I started studying surveying this year and obviously we use these, I've learned about so many things that I saw every day and never understood hahahha
why is the google map in portuguese at 0:24?
That's Spanish not Portuguese, but I'm also wondering the same thing
@@alyoooh There are several orthographic differences between Spanish and Portuguese that can help us differentiate the two written languages, those visible on the map include: "Cidade do México" not "Ciudad de México" / "Nova Iorque" not "Nueva York" / "Porto Rico" not "Puerto Rico" / "Pensilvânia" / "Dakota, Carolina do Norte, Sul" / "Golfo do México" / "Terra Nova e Labrador."
I remember reading about some guy in the west digging up monuments/markers to build a house, at the time it was a hanging crime.
I spent way too long trying to understand why one and a half small metal marker was relevant
Finally an HAI video about something that I've been curious about for a long time but never cared enough to Google it.

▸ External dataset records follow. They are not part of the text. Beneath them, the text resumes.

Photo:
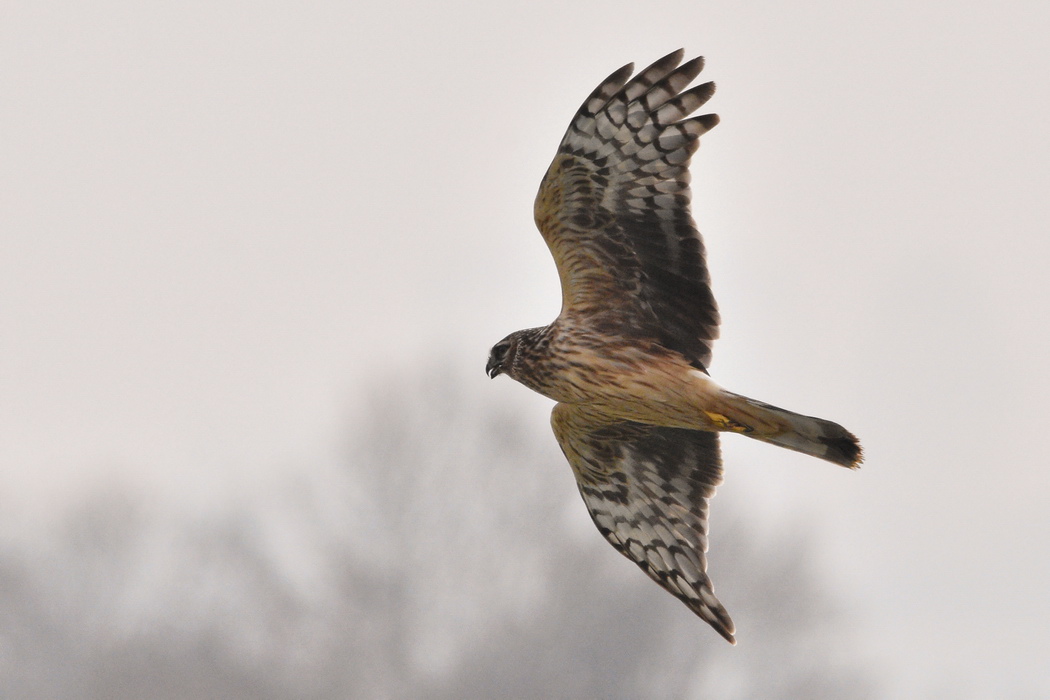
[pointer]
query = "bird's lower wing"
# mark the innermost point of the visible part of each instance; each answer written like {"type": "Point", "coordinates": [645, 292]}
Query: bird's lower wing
{"type": "Point", "coordinates": [647, 489]}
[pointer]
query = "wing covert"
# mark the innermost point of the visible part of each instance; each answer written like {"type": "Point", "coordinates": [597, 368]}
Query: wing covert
{"type": "Point", "coordinates": [614, 209]}
{"type": "Point", "coordinates": [647, 489]}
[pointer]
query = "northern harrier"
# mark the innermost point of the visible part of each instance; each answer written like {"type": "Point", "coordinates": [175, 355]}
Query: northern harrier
{"type": "Point", "coordinates": [637, 414]}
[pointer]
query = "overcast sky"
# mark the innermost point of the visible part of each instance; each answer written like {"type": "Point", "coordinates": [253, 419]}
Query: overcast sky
{"type": "Point", "coordinates": [221, 221]}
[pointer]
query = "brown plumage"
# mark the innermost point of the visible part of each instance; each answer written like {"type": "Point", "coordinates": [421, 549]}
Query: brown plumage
{"type": "Point", "coordinates": [627, 358]}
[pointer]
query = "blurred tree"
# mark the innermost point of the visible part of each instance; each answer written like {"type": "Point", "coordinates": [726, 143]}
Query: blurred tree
{"type": "Point", "coordinates": [450, 558]}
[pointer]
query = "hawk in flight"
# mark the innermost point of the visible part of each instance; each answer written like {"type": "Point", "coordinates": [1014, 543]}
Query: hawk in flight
{"type": "Point", "coordinates": [637, 415]}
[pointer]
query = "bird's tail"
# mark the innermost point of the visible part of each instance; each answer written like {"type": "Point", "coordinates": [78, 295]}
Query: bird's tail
{"type": "Point", "coordinates": [802, 433]}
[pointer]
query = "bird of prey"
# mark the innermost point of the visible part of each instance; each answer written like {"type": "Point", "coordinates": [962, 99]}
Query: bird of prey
{"type": "Point", "coordinates": [637, 414]}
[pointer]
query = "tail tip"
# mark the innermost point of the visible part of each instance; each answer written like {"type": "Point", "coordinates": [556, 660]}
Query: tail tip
{"type": "Point", "coordinates": [844, 450]}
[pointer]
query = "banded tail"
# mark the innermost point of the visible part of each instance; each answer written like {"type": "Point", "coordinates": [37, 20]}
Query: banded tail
{"type": "Point", "coordinates": [778, 426]}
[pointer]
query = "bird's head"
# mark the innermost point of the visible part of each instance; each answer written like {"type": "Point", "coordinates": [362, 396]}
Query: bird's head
{"type": "Point", "coordinates": [502, 356]}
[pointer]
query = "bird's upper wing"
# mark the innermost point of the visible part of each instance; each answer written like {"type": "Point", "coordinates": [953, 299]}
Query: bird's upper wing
{"type": "Point", "coordinates": [613, 209]}
{"type": "Point", "coordinates": [647, 489]}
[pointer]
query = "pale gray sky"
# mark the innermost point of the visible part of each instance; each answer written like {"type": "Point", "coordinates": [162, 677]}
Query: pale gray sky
{"type": "Point", "coordinates": [221, 220]}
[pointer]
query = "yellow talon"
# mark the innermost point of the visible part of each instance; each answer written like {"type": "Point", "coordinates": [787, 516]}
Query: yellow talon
{"type": "Point", "coordinates": [726, 423]}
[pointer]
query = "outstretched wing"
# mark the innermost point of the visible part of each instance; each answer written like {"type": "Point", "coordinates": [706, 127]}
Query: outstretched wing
{"type": "Point", "coordinates": [613, 209]}
{"type": "Point", "coordinates": [647, 489]}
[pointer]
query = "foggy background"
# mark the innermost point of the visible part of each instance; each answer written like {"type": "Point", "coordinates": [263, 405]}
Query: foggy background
{"type": "Point", "coordinates": [252, 259]}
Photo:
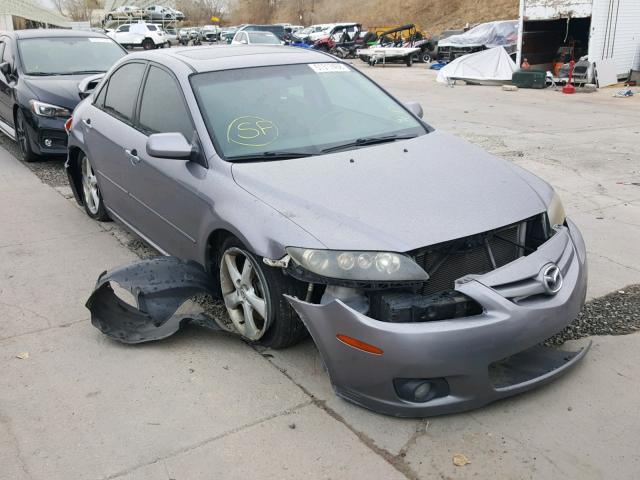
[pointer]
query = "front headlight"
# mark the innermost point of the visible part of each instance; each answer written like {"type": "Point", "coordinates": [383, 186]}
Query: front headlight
{"type": "Point", "coordinates": [48, 110]}
{"type": "Point", "coordinates": [358, 265]}
{"type": "Point", "coordinates": [555, 211]}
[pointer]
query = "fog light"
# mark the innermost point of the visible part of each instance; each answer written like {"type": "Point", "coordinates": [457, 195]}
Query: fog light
{"type": "Point", "coordinates": [421, 390]}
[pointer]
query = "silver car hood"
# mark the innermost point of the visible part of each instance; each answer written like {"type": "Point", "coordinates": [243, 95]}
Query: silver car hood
{"type": "Point", "coordinates": [386, 198]}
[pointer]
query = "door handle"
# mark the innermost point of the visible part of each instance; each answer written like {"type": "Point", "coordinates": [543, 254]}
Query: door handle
{"type": "Point", "coordinates": [133, 156]}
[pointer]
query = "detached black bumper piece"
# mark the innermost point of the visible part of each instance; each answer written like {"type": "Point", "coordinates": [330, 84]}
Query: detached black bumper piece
{"type": "Point", "coordinates": [160, 286]}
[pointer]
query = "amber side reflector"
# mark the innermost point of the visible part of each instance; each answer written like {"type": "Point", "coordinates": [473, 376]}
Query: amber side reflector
{"type": "Point", "coordinates": [355, 343]}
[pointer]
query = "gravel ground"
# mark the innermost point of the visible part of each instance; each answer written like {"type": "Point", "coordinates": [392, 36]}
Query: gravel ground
{"type": "Point", "coordinates": [615, 314]}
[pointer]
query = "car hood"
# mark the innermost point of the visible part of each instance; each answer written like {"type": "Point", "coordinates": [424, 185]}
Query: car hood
{"type": "Point", "coordinates": [397, 196]}
{"type": "Point", "coordinates": [59, 90]}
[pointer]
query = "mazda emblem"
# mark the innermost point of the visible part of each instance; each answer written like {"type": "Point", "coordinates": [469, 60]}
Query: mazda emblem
{"type": "Point", "coordinates": [551, 279]}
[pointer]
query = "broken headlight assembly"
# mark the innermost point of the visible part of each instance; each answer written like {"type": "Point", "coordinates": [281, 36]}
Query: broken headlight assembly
{"type": "Point", "coordinates": [47, 110]}
{"type": "Point", "coordinates": [353, 267]}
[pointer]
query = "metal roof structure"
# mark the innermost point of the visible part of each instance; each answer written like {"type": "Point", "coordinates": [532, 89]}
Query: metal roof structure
{"type": "Point", "coordinates": [110, 5]}
{"type": "Point", "coordinates": [31, 11]}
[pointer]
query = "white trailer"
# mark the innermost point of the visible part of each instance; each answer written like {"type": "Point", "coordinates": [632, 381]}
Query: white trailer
{"type": "Point", "coordinates": [605, 31]}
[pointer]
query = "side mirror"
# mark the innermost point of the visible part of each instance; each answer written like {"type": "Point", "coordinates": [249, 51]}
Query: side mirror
{"type": "Point", "coordinates": [169, 145]}
{"type": "Point", "coordinates": [5, 68]}
{"type": "Point", "coordinates": [415, 108]}
{"type": "Point", "coordinates": [89, 84]}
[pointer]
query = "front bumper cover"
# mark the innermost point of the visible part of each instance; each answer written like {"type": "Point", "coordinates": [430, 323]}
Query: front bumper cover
{"type": "Point", "coordinates": [160, 287]}
{"type": "Point", "coordinates": [482, 358]}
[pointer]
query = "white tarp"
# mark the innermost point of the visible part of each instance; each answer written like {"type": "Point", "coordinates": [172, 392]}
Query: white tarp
{"type": "Point", "coordinates": [491, 34]}
{"type": "Point", "coordinates": [488, 66]}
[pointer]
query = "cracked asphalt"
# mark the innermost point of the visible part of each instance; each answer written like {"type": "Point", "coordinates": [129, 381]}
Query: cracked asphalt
{"type": "Point", "coordinates": [202, 404]}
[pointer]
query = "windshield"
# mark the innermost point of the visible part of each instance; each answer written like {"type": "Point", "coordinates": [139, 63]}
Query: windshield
{"type": "Point", "coordinates": [264, 37]}
{"type": "Point", "coordinates": [68, 55]}
{"type": "Point", "coordinates": [306, 109]}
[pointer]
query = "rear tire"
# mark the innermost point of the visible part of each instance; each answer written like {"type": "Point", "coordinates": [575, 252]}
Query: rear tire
{"type": "Point", "coordinates": [91, 196]}
{"type": "Point", "coordinates": [281, 328]}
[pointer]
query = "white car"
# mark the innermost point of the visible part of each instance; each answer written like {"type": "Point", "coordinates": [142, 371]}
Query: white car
{"type": "Point", "coordinates": [245, 37]}
{"type": "Point", "coordinates": [143, 35]}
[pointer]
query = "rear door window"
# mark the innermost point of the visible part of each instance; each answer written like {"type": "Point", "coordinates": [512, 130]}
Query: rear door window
{"type": "Point", "coordinates": [122, 91]}
{"type": "Point", "coordinates": [163, 109]}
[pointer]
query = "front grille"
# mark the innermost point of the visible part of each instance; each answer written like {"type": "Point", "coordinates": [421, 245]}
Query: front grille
{"type": "Point", "coordinates": [477, 254]}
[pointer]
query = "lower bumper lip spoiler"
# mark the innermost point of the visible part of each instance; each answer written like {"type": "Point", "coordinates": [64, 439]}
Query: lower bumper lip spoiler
{"type": "Point", "coordinates": [160, 287]}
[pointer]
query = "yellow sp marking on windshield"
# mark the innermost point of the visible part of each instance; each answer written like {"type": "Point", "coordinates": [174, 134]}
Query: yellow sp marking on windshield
{"type": "Point", "coordinates": [252, 131]}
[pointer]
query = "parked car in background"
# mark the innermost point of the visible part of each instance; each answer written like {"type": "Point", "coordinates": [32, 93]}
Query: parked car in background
{"type": "Point", "coordinates": [277, 30]}
{"type": "Point", "coordinates": [158, 12]}
{"type": "Point", "coordinates": [273, 169]}
{"type": "Point", "coordinates": [210, 33]}
{"type": "Point", "coordinates": [40, 83]}
{"type": "Point", "coordinates": [126, 12]}
{"type": "Point", "coordinates": [302, 36]}
{"type": "Point", "coordinates": [256, 38]}
{"type": "Point", "coordinates": [171, 31]}
{"type": "Point", "coordinates": [226, 34]}
{"type": "Point", "coordinates": [178, 15]}
{"type": "Point", "coordinates": [183, 36]}
{"type": "Point", "coordinates": [145, 35]}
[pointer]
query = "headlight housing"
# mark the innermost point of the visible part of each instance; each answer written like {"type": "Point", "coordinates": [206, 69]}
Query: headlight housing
{"type": "Point", "coordinates": [555, 211]}
{"type": "Point", "coordinates": [358, 266]}
{"type": "Point", "coordinates": [47, 110]}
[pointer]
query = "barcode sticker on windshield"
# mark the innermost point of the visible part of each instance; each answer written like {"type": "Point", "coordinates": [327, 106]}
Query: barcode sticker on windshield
{"type": "Point", "coordinates": [328, 67]}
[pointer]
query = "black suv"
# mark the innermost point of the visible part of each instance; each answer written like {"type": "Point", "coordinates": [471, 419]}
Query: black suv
{"type": "Point", "coordinates": [40, 75]}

to future generations, the og title was "Why There are 1.5 Small Metal Markers Across the US
"
F
I have seen many along the Potomac River in both VA and MD, while fishing. I turned it in to an additional hobby while fishing. Until I moved to SC
greetings jetlag viewers!
As someone who has worked as a rodman in surveying, these geodetic markers are both a blessing and a curse. When the markers are first installed, they typically have a sign near them saying something to the extent “property of the coast guard do not disturb.” However, many of these witness posts, as they’re called, are moved or simply gone and these geodetic markers are increasingly difficult to find. If any surveyors are reading this, an SIP can always be an FIP if you use a rusty pin.
Also, with most survey crews using GNSS RTK receivers and stations these days, our little metal marker friends are becoming a little less relevant. Unless you’re doing ECs then you kinda need them.
MEADES RANCH - HAND CREAMS: Where is the second E?